New military recruits will soon be required to wear athletic footwear made in the United States, like athletic shoes made at New Balance production centers in Norridgewock and Skowhegan.
The change expands the Berry Amendment, the law that requires the Department of Defense to buy certain products, including food and clothing, from American companies. The department on Friday announced it will expand the law to also require military personnel to spend their one-time allowance for footwear on American-made shoes.
The change doesn’t guarantee job creation or new sales for New Balance, but state and company officials are optimistic it will. It wasn’t clear Friday when the law will go into effect.
“We don’t have an estimate on the number of jobs now, but it’s a victory in our eyes,” said Matt LeBretton, vice president of public affairs for New Balance. “We’ll be putting help wanted signs outside our factories to make these shoes. It absolutely means job creation in the state of Maine.”
The company has three factories in Maine, in Norridgewock, Norway and Skowhegan. The Norridgewock and Skowhegan factories, in Somerset County, each employ about 350 people and together produce about 7,100 pairs of shoes a year.
Shoes produced at the factory are made from at least 70 percent U.S. produced materials, complying with fair trade law, LeBretton said. To comply with the Berry Amendment, 100 percent of the materials must come from the U.S.
LeBretton said it will take time to start manufacturing the company’s Berry-compliant shoe, which is not in production. Factories in both Maine and Massachusetts would likely perform the work, he said.

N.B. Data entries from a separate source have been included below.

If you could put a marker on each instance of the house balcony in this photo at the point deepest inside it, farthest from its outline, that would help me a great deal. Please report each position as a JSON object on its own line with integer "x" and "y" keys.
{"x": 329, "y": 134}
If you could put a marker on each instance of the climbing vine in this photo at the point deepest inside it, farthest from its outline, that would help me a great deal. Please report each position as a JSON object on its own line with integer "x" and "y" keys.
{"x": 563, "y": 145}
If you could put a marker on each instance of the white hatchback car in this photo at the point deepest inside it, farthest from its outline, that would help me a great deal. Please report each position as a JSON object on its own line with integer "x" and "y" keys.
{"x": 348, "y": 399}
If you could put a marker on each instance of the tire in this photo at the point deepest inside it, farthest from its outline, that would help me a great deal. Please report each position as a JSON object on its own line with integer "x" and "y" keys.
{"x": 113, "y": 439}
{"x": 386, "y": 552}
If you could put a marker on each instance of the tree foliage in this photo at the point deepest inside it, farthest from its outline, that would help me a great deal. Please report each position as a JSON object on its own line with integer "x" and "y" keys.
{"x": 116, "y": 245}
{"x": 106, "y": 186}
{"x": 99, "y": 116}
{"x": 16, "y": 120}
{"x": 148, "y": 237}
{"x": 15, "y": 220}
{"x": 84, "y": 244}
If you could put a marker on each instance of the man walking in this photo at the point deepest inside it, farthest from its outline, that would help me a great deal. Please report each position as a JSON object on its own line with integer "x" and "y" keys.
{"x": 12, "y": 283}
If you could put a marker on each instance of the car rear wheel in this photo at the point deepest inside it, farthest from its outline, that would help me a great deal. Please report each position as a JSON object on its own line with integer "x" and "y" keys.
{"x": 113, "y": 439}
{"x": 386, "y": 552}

Athletic footwear is one of the only pieces of military attire that the Pentagon has exempted from the 1941 law that requires that all clothing supplied to personnel be made in the U.S. from domestically sourced materials.
In letters sent to U.S. Rep. Mike Michaud, D-2nd District, and Maine Sen. Susan Collins, acting Deputy Secretary of Defense Christine Fox wrote that the Pentagon “has an interest in having our recruits purchase domestically manufactured athletic shoes to the maximum extent practicable.” Recruits entering basic training are issued cash vouchers to buy sneakers from the military exchange stores.
Fox said while no Berry-compliant shoes are on the market, several footwear companies have shown the capability to produce the shoes “in the near future.”
“As Berry Amendment-compliant shoes come on the market, we will assess them for cost and durability to ensure they are comparable to other models available to recruits,” Fox wrote. “If one or more comparable Berry Amendment-compliant shoe models correspond to a shoe type category, only these shoes will be made available for purchase using the one-time cash allowance.”
Michaud, who is also the Democratic candidate for Maine governor, has made several visits to both the Skowhegan and Norridgewock factories in recent years and called on the federal government to adopt the Berry Amendment practices.
“It’s great news for New Balance,” Michaud said. “I know they’re all very excited and we’ll be keeping a close eye on it. Hopefully we can have our brave warriors wear 100 percent of their clothing made in America.”
Michaud said the issue has been important to him since 2010 and he has met several times with President Barack Obama to discuss it, including hand-delivering the president with a customized pair of New Balance sneakers. Senior defense officials also toured New Balance’s Norridgewock factory last year at the request of Collins, Sen. Angus King, I-Maine, and Rep. Chellie Pingree, D-District 1, have also pressed defense officials on the Berry Amendment issue.
In 2011, Michaud introduced the American Shoes for American Servicemembers Act, which specified that the Berry Amendment should apply to all components of U.S. troops’ uniforms, including footwear.
“It’s just been something that any chance I had to speak to administrators that could have an impact, I would bring it up,” Michaud said Friday. “Two weeks ago when I was over at the White House, when the Red Sox came down, I brought it up to folks at the White House again. Persistence does pay off.”
New Balance isn’t the only American company that makes compliant footwear. Competitors include Rockford, Mich.-based Wolverine, and Michaud said the changes may also be incentive for other companies to bring their manufacturing back to the United States.
New Balance, which is based in Boston, has five production centers in the U.S., including three in Maine and two in Massachusetts. According to its website, 25 percent of its shoes sold in the U.S. are produced in the United States, making it one of the country’s largest producers of American athletic footwear.
LeBretton said the company has already presented the Department of Defense with a prototype of a compliant shoe made 100 percent in the U.S. Typically, the department buys items in bulk, but with the changes announced Friday service members will be given vouchers for athletic shoes that can be used at compliant manufacturers.
“We’re really excited about this policy change,” LeBretton said. “There’s still work ahead of us, but this is a great step.”